In June 1937, Syed Fazlur Rahman Qasmi called for the formation of a provincial branch of Jamiat Ulama-e-Hind in Odisha through the weekly Muslim Gazette. On 15 August 1937, a public gathering was held after Maghrib prayer at Qadam-e-Rasool in Cuttack under the banner of Jamiat Ulama-e-Odisha, where Barkat was listed as president. According to later sources, he remained president of the Odisha unit for many years.

==Literary career==
Barkat wrote poetry in both Urdu and Persian. His works often addressed national, religious, and social themes. Notable poems include Muslim Gazette se Sargoshi (A Whisper to the Muslim Gazette), Gandhi Ji (a tribute to Mahatma Gandhi and his role in India's freedom struggle), Dil (The Heart), and Insaan (The Human).

His ghazals reflect Sufi themes. One couplet reads:

Tabassum-raiz hai yak Ghaznavi shakl-e-Ayāzi mein

Haqīqat dekh le pinhāñ hai poshāk-e-majāzi mein

"There is a Ghaznavid smile on the face of an Ayaz; see the reality—hidden beneath a cloak of illusion."
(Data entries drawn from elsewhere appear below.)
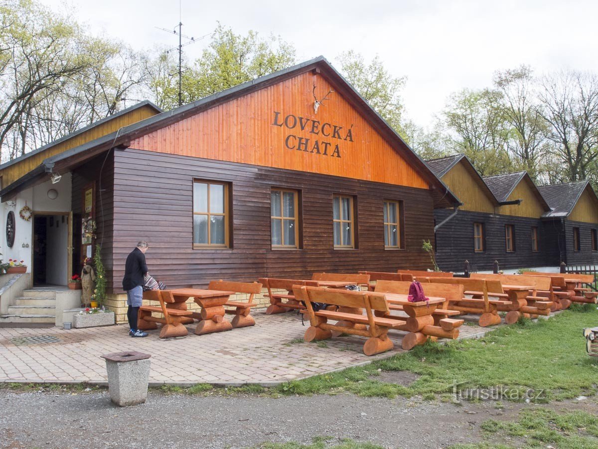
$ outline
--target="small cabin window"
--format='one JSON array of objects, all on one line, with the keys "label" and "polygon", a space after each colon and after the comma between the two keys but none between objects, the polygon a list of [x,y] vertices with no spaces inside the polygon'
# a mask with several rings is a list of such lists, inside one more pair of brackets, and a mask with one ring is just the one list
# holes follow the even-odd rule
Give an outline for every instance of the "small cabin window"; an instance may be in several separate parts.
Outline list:
[{"label": "small cabin window", "polygon": [[403,218],[402,201],[384,202],[384,247],[387,249],[404,248],[401,237]]},{"label": "small cabin window", "polygon": [[228,184],[193,182],[193,247],[228,248]]},{"label": "small cabin window", "polygon": [[334,195],[332,197],[332,233],[335,249],[355,247],[354,213],[352,196]]},{"label": "small cabin window", "polygon": [[579,241],[579,228],[573,228],[573,250],[581,251],[581,243]]},{"label": "small cabin window", "polygon": [[538,251],[538,226],[532,226],[532,251]]},{"label": "small cabin window", "polygon": [[484,245],[484,223],[474,223],[474,250],[476,253],[483,253],[486,250]]},{"label": "small cabin window", "polygon": [[515,252],[515,226],[505,225],[505,244],[507,253]]},{"label": "small cabin window", "polygon": [[272,248],[298,247],[299,193],[296,190],[273,189],[270,192],[270,223]]}]

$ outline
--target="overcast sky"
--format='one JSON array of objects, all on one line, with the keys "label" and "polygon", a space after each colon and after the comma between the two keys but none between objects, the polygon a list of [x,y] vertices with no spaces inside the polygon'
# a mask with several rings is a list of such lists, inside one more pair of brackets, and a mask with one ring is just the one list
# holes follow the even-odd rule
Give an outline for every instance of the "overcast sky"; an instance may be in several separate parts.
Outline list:
[{"label": "overcast sky", "polygon": [[[41,1],[63,8],[62,0]],[[175,36],[155,28],[178,23],[178,0],[71,4],[93,33],[138,49],[178,44]],[[563,68],[598,72],[596,0],[182,0],[182,12],[184,34],[209,34],[217,21],[236,34],[273,33],[295,46],[299,60],[322,54],[334,65],[350,49],[367,60],[379,54],[391,74],[408,77],[405,109],[423,126],[451,92],[489,86],[497,69],[526,63],[540,74]],[[188,57],[199,56],[208,41],[185,47]]]}]

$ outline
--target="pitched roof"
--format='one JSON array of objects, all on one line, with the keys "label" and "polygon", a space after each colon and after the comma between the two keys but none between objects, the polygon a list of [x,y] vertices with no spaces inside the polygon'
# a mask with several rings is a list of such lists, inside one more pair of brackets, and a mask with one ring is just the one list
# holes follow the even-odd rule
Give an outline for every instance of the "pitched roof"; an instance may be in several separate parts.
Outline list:
[{"label": "pitched roof", "polygon": [[524,176],[527,174],[525,171],[518,171],[515,173],[506,173],[504,175],[495,175],[484,178],[484,181],[488,188],[492,191],[494,196],[501,202],[506,201],[513,190],[519,184]]},{"label": "pitched roof", "polygon": [[573,211],[573,208],[588,184],[587,181],[576,181],[539,187],[538,190],[552,209],[545,216],[568,216]]},{"label": "pitched roof", "polygon": [[447,156],[435,159],[430,159],[426,160],[426,163],[428,164],[428,166],[434,172],[435,175],[439,178],[442,178],[459,161],[465,157],[465,154],[453,154],[453,156]]},{"label": "pitched roof", "polygon": [[[438,207],[447,207],[459,204],[459,200],[448,187],[437,177],[428,165],[409,147],[396,132],[369,105],[355,90],[355,88],[335,69],[324,56],[318,56],[297,65],[274,72],[270,75],[261,77],[252,81],[243,83],[209,96],[205,97],[181,106],[172,111],[163,112],[141,122],[119,129],[116,132],[103,136],[88,142],[79,147],[71,148],[44,160],[41,165],[29,173],[14,181],[0,191],[2,201],[6,201],[7,195],[14,196],[18,191],[34,185],[36,180],[44,172],[51,172],[53,169],[66,169],[69,167],[69,159],[78,162],[90,159],[100,153],[120,145],[128,146],[133,138],[144,135],[154,129],[158,129],[171,123],[182,120],[199,112],[213,107],[226,101],[238,98],[267,86],[277,83],[300,73],[315,70],[325,73],[328,78],[334,80],[344,91],[347,99],[360,108],[379,132],[387,139],[393,148],[406,160],[421,172],[422,175],[432,187],[432,193],[434,204]],[[394,144],[393,145],[393,144]],[[84,153],[85,154],[81,154]],[[7,199],[10,199],[7,198]]]},{"label": "pitched roof", "polygon": [[96,126],[100,125],[102,123],[105,123],[106,122],[108,122],[109,120],[116,119],[117,117],[120,116],[127,114],[131,112],[132,111],[135,110],[136,109],[139,109],[139,108],[143,107],[144,106],[149,106],[151,108],[153,108],[158,113],[163,112],[163,111],[160,108],[156,106],[155,104],[154,104],[149,100],[144,100],[144,101],[139,102],[139,103],[134,104],[132,106],[129,106],[128,108],[125,108],[122,111],[119,111],[118,112],[112,114],[111,116],[108,116],[108,117],[105,117],[103,119],[100,119],[99,120],[96,120],[96,122],[94,122],[93,123],[88,125],[87,126],[84,126],[83,128],[80,128],[79,129],[77,129],[75,131],[73,131],[70,134],[67,134],[66,135],[63,136],[59,139],[56,139],[56,140],[52,141],[50,143],[46,144],[45,145],[42,147],[39,147],[39,148],[36,148],[35,150],[33,150],[32,151],[29,151],[29,153],[23,154],[23,156],[19,156],[19,157],[15,157],[14,159],[11,159],[7,162],[5,162],[4,163],[0,165],[0,170],[6,168],[7,167],[10,167],[11,165],[16,164],[17,162],[20,162],[22,160],[24,160],[25,159],[26,159],[28,157],[30,157],[34,154],[36,154],[38,153],[41,153],[42,151],[44,151],[49,148],[51,148],[52,147],[58,145],[59,143],[61,143],[62,142],[67,141],[69,139],[71,139],[73,137],[78,135],[79,134],[81,134],[85,132],[86,131],[91,129],[92,128],[94,128]]}]

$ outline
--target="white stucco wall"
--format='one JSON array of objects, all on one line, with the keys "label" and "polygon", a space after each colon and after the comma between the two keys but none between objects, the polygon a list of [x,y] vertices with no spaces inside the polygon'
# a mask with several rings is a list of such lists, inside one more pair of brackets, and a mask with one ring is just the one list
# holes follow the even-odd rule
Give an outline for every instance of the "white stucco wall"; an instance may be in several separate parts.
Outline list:
[{"label": "white stucco wall", "polygon": [[[58,192],[56,199],[48,198],[48,190],[50,189],[54,189]],[[69,212],[71,189],[71,174],[66,173],[62,175],[60,182],[56,184],[52,184],[48,179],[43,184],[23,190],[14,199],[2,202],[0,206],[0,253],[2,253],[0,259],[5,262],[9,259],[24,260],[28,266],[27,272],[30,272],[33,220],[26,222],[19,217],[19,212],[25,205],[26,202],[34,213]],[[13,205],[13,202],[16,204]],[[9,211],[14,213],[16,220],[14,244],[12,248],[8,248],[6,244],[6,217]]]}]

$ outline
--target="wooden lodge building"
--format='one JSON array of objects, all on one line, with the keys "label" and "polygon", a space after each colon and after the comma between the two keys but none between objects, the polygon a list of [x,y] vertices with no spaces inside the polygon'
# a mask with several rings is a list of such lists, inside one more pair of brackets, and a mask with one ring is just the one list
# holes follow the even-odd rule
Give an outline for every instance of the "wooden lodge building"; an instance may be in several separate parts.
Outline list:
[{"label": "wooden lodge building", "polygon": [[[525,171],[482,178],[463,154],[427,161],[459,199],[437,209],[437,262],[462,271],[598,262],[598,201],[587,181],[538,187]],[[572,248],[576,248],[573,251]]]},{"label": "wooden lodge building", "polygon": [[434,209],[459,204],[322,57],[173,111],[144,102],[0,176],[4,259],[65,285],[101,245],[119,321],[139,240],[170,287],[425,269]]}]

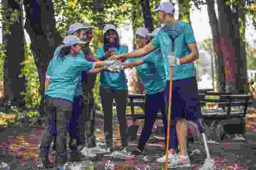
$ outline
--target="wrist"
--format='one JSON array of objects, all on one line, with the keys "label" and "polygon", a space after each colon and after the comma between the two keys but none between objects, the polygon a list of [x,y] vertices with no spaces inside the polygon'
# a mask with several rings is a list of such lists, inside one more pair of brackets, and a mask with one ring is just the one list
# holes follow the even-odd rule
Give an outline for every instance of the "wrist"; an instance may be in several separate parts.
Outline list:
[{"label": "wrist", "polygon": [[177,65],[178,66],[179,66],[181,65],[181,60],[180,58],[176,58],[176,62],[177,62]]}]

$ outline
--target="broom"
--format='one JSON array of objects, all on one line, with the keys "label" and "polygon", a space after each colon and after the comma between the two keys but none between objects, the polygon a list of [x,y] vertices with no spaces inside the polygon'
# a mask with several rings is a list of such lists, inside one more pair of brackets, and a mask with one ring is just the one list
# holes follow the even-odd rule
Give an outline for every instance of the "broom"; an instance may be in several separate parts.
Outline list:
[{"label": "broom", "polygon": [[[169,34],[170,35],[170,38],[172,42],[172,48],[174,48],[174,42],[175,39],[181,33],[185,31],[185,25],[180,24],[179,21],[175,22],[163,22],[160,24],[161,27],[163,28],[164,32],[169,32]],[[198,50],[197,51],[197,58],[198,57]],[[173,70],[173,66],[171,66],[171,70],[170,75],[170,84],[169,94],[170,99],[169,100],[169,112],[168,114],[168,122],[167,122],[167,143],[166,143],[166,153],[168,153],[168,151],[169,148],[169,128],[170,128],[170,116],[171,115],[171,89],[172,85],[172,70]],[[202,123],[202,119],[199,119],[197,120],[197,123],[198,126],[198,129],[200,132],[202,134],[203,137],[203,139],[207,154],[207,158],[204,161],[204,163],[203,166],[199,170],[204,170],[212,169],[214,164],[214,160],[213,159],[211,158],[209,152],[209,149],[207,144],[207,141],[205,137],[205,129]],[[165,165],[165,169],[167,169],[167,164],[169,162],[169,154],[167,154],[166,157],[166,161]]]}]

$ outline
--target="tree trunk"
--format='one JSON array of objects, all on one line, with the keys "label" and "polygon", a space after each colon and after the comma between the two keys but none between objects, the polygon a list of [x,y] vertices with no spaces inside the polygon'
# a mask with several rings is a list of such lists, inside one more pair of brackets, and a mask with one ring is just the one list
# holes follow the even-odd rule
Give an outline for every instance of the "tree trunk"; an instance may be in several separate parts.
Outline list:
[{"label": "tree trunk", "polygon": [[3,0],[2,3],[6,7],[5,22],[2,22],[3,42],[6,50],[3,64],[4,94],[6,99],[14,102],[12,104],[24,106],[24,96],[20,93],[26,91],[25,79],[19,76],[25,59],[22,6],[14,0]]},{"label": "tree trunk", "polygon": [[154,30],[153,24],[153,19],[150,11],[150,5],[149,0],[140,0],[140,5],[142,10],[143,16],[144,18],[145,27],[150,32]]},{"label": "tree trunk", "polygon": [[[235,43],[236,50],[236,84],[238,90],[240,92],[245,92],[246,83],[248,80],[245,44],[245,15],[244,11],[240,10],[239,6],[233,6],[232,11],[234,17],[232,23],[234,35],[233,36],[233,41]],[[239,18],[241,19],[241,22],[239,21]],[[240,29],[242,31],[241,34]]]},{"label": "tree trunk", "polygon": [[178,0],[179,4],[179,20],[191,24],[190,19],[190,5],[191,0]]},{"label": "tree trunk", "polygon": [[[238,92],[236,83],[236,55],[239,49],[236,47],[233,37],[233,27],[230,21],[233,18],[230,7],[226,5],[227,0],[217,0],[219,16],[219,30],[220,41],[224,56],[226,89],[227,92]],[[239,51],[240,53],[240,51]],[[240,55],[240,54],[239,54]]]},{"label": "tree trunk", "polygon": [[225,74],[224,59],[220,43],[219,33],[218,31],[218,23],[214,10],[214,1],[207,0],[207,11],[209,16],[209,20],[212,34],[213,50],[215,58],[216,60],[216,69],[218,72],[218,87],[219,92],[225,91],[226,81]]},{"label": "tree trunk", "polygon": [[24,0],[26,18],[25,28],[31,40],[31,48],[40,81],[41,97],[39,112],[44,114],[43,105],[45,73],[57,44],[62,38],[55,30],[55,19],[52,0]]}]

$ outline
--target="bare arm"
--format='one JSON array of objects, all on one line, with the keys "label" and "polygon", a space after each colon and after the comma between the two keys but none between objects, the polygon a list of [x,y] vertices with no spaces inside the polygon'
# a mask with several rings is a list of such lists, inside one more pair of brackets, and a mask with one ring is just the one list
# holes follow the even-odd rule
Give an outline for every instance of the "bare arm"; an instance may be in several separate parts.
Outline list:
[{"label": "bare arm", "polygon": [[186,55],[185,57],[180,58],[181,64],[193,62],[196,60],[198,56],[197,44],[196,43],[189,44],[188,45],[188,46],[191,51],[191,53],[189,54]]},{"label": "bare arm", "polygon": [[137,60],[136,62],[128,63],[125,62],[122,63],[122,65],[125,66],[125,68],[131,68],[140,65],[142,65],[144,64],[142,60]]},{"label": "bare arm", "polygon": [[153,50],[157,48],[151,43],[147,44],[143,48],[137,50],[136,51],[130,52],[124,54],[113,55],[110,57],[111,60],[124,60],[125,58],[137,58],[147,54]]},{"label": "bare arm", "polygon": [[50,80],[51,78],[48,76],[45,76],[45,80],[44,81],[44,91],[49,87],[49,85],[50,84]]}]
Another pair of verses illustrates his blending of mystical reflection with emotional longing:

Kis munh se āfiyat kī tamanna kare koī

Shaidā-e-gham ho dil hī agar kyā kare koī

Zarre mein mehr, qatre mein daryā liye huʼe

Āyā hūñ bazm-e-hast mein kyā kyā liye huʼe

"With what face can one desire peace, if the heart itself is a devoted lover of sorrow?
In a single speck there is sunlight; in each drop, an ocean — I have entered the assembly of existence carrying countless such depths."

Later, some of his poetry also reflected progressive ideas:

Maikhāna-e-jamhūr ke sāqī yeh batānā

Kyūñ chhīn liyā jātā hai paimāna kisī kā

"O cupbearer of the tavern of democracy, tell me—why is someone’s goblet taken away?"

He served as president of the literary society Bazm-e-Adab in Cuttack for many years and had numerous disciples across Odisha.

Although he left behind a large collection of poetry, much of it remains unpublished. According to Hafeezullah Newalpuri, a significant portion of his literary legacy was lost or scattered due to a lack of preservation by his heirs.

==Death==
Barkat died on 16 December 1979 at his residence, Mukarram Manzil, in Odia Bazar, Cuttack. One of his ghazals was later included in the 10th-grade Urdu textbook Gulistan-e-Urdu published by the Odisha Board of Secondary Education.